2. Joy Cabansi Sarto, 28, from Echague, Isabela province, murdered by her Arab employer on Sept.22, 2009.
3. Eugenia Baja, 24, initial reports said she committed suicide, but according to the autopsy report, which was later issued, Baja bore stab wounds and bruises.
4. Analyn De Pena, 33, from Old Sta. Mesa, Manila allegedly committed suicide sometime in November 2009, but family believes there is foul play
5. Marilou Macam Ating, 37, from Lingayen, Pangasinan, sketchy reports reaching the family said that she died after she fell from the fourth floor of her employer’s residence. Family believes there is foul play in her death on November 24, 2008.
Migrante’s chapter in Dubai, for its part, have recorded at least seven deaths of OFWs who died under mysterious circumstances yet remains unresolved from February to August 2009. They are:
1. Roderick Miranda who reportedly hanged himself on February 4
2. Norayda Ayuman who reportedly jumped from the 7th floor of a building on February 6
3. Jeffrey Alberto So who reportedly jumped from the 3rd floor of a building on June 13, and
4. Evelyn Lilo who allegedly jumped from a building on August 10
Migrante International is currently assisting the Dimacali family in their struggle to repatriate Andy’s remains. And, to make sure that he did not die in vain. They are also working hand in hand to know what really happened to Andy. Monterona criticized the Philippine embassy for “its failure to conduct its own investigation and for solely relying to the reports they got from Dimacali’s employer.”

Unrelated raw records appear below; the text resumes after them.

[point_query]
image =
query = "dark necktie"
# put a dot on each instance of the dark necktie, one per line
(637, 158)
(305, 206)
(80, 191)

Fallaria said that she is going to do her best to make sure that all her children would be able to finish their schooling. “That is what Andy wanted.”
“It is hard to believe that I have lost a son. Until now, I am hoping that it is not true and that he will come back well and healthy,” Trinidad said, “I hope that the DFA would do their job and act on (Andy’s) case. Have pity on his family whom he left behind.”